Concrètement, un gouvernement péquiste mettrait en place des «sanctions claires et plus sévères» contre les auteurs de violence. De plus, les victimes n'auraient plus à changer d’école après avoir subi des actes d’intimidation ou de cyberintimidation
S'il forme le prochain gouvernement, le parti souverainiste tiendrait également un Forum de concertation. Cette initiative permettrait de «mobiliser tous les acteurs de la société civile» pour mettre en place des «mesures fortes» contre la violence à l'école.

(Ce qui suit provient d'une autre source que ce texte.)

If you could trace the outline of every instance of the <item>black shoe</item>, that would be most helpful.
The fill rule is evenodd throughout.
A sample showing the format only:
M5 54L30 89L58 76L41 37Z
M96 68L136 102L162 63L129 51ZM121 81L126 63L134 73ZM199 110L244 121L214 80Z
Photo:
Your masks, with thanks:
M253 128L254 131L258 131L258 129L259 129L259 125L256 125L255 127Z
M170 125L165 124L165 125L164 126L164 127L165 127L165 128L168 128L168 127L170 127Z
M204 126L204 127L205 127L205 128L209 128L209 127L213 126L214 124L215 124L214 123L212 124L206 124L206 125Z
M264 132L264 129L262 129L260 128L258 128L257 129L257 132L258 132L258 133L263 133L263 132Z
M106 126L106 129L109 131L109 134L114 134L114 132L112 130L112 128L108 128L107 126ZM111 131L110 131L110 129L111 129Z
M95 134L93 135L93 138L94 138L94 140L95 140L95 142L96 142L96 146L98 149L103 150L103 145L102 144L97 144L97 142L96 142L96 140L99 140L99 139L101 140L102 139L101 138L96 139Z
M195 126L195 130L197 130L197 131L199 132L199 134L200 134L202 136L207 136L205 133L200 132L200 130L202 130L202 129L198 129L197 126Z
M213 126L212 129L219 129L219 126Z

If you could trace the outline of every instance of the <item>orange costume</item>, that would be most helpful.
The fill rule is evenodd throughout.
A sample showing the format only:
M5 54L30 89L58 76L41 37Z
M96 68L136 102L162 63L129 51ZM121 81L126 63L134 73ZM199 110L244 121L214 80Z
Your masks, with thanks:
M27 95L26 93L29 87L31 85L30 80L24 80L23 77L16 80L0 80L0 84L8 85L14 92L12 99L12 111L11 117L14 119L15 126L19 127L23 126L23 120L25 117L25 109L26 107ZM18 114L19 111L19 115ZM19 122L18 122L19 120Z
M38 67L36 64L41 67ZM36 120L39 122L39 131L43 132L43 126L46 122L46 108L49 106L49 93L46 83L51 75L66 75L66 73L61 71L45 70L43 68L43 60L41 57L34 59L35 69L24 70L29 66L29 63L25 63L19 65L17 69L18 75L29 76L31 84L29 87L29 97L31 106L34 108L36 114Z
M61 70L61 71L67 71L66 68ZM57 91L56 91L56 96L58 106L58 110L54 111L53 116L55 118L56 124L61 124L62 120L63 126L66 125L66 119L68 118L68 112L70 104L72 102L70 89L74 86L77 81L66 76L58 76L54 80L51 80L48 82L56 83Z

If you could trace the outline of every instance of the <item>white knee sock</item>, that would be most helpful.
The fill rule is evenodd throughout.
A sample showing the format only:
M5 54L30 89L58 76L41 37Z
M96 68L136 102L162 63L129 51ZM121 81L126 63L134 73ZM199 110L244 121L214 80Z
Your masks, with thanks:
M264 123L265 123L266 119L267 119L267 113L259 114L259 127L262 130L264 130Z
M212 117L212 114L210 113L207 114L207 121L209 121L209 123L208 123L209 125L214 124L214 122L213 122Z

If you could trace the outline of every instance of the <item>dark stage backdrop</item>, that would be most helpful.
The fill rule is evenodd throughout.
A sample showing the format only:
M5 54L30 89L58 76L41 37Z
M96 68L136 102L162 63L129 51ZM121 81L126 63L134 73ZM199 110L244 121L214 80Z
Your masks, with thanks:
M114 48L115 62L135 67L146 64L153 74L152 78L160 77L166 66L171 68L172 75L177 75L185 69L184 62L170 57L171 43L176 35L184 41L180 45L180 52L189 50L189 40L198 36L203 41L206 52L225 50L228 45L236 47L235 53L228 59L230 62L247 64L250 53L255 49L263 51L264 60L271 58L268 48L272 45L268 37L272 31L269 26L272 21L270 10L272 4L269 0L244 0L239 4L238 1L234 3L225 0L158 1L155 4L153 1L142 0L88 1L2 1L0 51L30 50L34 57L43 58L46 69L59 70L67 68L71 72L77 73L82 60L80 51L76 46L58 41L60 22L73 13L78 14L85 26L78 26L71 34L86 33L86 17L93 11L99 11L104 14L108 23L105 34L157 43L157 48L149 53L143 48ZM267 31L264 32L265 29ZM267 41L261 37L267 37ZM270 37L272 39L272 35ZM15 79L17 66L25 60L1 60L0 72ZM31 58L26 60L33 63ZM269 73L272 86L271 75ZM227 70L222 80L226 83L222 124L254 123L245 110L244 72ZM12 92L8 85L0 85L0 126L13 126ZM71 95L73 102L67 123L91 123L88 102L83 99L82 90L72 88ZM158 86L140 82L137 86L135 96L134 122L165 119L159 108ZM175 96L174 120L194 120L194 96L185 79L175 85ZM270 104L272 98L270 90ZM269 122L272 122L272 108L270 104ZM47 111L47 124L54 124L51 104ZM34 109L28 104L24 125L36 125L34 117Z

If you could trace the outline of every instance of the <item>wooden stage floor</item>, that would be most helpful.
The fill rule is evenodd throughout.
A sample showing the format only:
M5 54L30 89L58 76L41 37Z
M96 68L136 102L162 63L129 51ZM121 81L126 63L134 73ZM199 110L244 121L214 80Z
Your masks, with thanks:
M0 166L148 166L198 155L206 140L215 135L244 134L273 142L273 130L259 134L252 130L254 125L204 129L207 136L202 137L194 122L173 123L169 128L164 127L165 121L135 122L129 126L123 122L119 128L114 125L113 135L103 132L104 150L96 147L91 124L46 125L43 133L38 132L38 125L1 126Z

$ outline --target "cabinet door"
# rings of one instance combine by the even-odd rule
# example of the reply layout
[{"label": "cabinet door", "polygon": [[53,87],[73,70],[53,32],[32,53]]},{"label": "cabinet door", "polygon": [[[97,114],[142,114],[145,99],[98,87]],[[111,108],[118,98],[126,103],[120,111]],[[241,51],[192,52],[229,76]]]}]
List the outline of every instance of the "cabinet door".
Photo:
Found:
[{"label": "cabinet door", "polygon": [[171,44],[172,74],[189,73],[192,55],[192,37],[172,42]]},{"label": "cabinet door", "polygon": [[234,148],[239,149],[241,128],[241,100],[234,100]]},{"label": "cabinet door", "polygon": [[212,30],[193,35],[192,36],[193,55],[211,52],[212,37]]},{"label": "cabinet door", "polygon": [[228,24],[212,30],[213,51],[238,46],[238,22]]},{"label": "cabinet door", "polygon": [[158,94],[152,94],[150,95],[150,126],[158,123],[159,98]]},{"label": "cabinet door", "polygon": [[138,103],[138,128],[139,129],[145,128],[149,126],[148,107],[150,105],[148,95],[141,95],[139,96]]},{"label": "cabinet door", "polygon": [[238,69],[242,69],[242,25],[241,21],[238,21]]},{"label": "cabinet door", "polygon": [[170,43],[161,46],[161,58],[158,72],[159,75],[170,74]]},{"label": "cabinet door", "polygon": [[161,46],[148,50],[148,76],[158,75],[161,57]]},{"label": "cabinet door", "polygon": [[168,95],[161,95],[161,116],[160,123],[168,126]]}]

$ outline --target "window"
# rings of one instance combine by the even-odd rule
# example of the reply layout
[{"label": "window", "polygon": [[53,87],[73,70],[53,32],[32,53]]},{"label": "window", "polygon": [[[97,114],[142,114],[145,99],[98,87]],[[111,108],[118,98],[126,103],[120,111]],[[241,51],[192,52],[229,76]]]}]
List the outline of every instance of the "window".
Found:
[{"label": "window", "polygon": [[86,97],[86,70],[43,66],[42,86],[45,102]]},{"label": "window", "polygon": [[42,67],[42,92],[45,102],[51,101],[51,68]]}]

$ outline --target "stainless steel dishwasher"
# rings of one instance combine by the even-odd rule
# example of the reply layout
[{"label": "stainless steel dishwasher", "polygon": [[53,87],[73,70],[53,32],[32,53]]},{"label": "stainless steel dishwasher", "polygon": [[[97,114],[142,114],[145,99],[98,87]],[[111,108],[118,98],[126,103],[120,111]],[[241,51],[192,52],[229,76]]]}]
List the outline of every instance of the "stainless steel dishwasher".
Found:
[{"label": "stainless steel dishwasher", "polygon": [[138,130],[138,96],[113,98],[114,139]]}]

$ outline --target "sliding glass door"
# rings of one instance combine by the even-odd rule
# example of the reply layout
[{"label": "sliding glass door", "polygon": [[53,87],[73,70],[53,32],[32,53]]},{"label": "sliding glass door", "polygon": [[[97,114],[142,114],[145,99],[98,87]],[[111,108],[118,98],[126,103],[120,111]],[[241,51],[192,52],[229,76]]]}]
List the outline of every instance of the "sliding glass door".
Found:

«Sur le terrain, tant les directions d’écoles que le personnel scolaire ont l’impression d’être livrés à eux-mêmes et de ne disposer d’aucune réelle marge de manœuvre pour agir fermement face à la violence en milieu scolaire. Nous proposons donc de réunir au sein d’un forum non seulement le ministère, les directions d’écoles et le personnel scolaire, mais aussi l’ensemble des autres acteurs qui doivent être impliqués dans la prévention et la lutte contre la violence en milieu scolaire, notamment les parents d’élèves, les services policiers locaux, les organismes communautaires et les municipalités. Notre objectif est d’ériger en réelle priorité l’éradication de la violence à l’école et d’en faire une urgence pour tous les acteurs que nous souhaitons mobiliser», a détaillé Pascal Bérubé.
Le PQ a aussi réitéré sa demande d’une nouvelle Enquête nationale sur la violence en milieu scolaire.
«Il y a quelques jours, nous avons voté unanimement à l’Assemblée nationale une motion que j’ai présentée pour demander la tenue d’une nouvelle enquête nationale sur la violence en milieu scolaire. Notre première action pour guider nos interventions est de mandater l’Institut de la statistique du Québec pour en décrire et détailler le phénomène et d’autres acteurs pertinents, par exemple. Le gouvernement pourrait entamer cette enquête dès maintenant, sinon un gouvernement du Parti québécois s’y engagera dès son arrivée au pouvoir», a conclu le porte-parole péquiste en matière d'éducation.